I like to
enjoy the last hour or so of daylight walking through the woods behind our
cottage, and ending up on the beach in the twilight. The damp air is sweet, and nature’s smells are more intense,
as I carefully tread my way along the narrow footpaths hoping for a few minutes
alone with badgers. The vibrancy
of summer has gone, and the dampness and decay of autumn has produced an
abundance of mosses, liverworts and lichens, which live as epiphytes on the
bark of trees. Beautiful and much
smaller lichens and fungi make up a subtle mosaic on the woodland floor.
Few birds
stir, just blackbirds disturb the silence with their roosting alarm calls, and
wrens scald in the undergrowth. I
know that on the way back in the darkness, I’ll hear invisible tawny owls, and
maybe a fox or two, but for the moment I make for the badger sett just above
the beach and wait.
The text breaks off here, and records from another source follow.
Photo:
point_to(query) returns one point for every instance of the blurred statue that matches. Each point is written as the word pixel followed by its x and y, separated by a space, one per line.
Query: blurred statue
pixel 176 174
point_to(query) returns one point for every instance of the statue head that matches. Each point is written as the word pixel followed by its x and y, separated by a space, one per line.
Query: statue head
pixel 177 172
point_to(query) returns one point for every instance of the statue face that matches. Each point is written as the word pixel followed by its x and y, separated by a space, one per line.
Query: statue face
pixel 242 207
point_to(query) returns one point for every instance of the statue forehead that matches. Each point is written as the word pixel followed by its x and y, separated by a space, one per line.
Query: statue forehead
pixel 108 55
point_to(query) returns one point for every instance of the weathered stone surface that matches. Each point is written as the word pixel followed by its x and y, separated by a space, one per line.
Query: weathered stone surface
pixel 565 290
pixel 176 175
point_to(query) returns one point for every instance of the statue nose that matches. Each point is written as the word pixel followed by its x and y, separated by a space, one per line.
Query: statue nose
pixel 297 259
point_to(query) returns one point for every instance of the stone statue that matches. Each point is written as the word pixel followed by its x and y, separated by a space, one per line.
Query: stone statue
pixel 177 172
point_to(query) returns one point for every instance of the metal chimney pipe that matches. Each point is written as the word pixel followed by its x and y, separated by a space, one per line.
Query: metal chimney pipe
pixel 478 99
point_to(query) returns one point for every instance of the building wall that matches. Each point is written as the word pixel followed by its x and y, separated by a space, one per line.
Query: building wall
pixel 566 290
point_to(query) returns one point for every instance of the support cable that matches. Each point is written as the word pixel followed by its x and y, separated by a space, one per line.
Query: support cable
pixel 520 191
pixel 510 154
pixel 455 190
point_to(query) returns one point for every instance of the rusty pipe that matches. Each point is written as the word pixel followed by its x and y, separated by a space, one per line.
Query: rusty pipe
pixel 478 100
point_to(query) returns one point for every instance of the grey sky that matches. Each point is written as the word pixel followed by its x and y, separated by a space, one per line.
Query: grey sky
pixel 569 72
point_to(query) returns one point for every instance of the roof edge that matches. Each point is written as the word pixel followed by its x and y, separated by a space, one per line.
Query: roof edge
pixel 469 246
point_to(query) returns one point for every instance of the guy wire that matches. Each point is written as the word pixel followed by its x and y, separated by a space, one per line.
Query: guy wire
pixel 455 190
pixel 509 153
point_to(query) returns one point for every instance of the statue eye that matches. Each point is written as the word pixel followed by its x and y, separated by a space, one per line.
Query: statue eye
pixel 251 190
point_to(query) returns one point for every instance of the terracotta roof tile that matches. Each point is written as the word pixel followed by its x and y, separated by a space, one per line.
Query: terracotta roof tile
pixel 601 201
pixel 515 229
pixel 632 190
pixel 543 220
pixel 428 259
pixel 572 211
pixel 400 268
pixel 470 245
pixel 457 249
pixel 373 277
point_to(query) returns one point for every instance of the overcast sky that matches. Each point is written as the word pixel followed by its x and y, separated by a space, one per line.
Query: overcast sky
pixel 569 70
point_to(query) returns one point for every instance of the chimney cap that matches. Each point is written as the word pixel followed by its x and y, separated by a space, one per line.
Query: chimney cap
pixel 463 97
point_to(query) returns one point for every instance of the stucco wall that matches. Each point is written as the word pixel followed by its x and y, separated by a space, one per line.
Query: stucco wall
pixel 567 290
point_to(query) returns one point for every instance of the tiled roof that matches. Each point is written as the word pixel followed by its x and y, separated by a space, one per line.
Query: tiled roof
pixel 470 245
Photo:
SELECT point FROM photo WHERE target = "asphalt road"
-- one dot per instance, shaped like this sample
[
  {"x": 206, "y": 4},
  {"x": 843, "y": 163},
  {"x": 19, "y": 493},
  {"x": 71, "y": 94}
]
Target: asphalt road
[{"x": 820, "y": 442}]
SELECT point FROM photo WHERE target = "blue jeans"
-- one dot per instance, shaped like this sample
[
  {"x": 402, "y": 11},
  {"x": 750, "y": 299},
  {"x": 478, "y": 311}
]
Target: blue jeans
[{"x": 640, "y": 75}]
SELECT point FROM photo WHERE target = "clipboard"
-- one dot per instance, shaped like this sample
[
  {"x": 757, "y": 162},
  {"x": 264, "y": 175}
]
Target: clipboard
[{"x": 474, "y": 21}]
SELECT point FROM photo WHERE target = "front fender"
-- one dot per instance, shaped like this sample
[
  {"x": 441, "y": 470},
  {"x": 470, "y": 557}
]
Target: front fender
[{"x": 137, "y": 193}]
There’s no
point in looking for badgers with the wind towards them, but the night is still,
and from this favourite spot, I’m confident. As always they emerge very slowly, nervously
sniffing the evening air. In the
fading light I make out at least six, four fully grown and two playful
cubs. They rarely stay long at the
entrance to the sett, and are gone after a few minutes. I’m more than happy with my secret
encounter with a truly wild animal, which makes the slog back up the hill past
the tawny owls much easier to handle.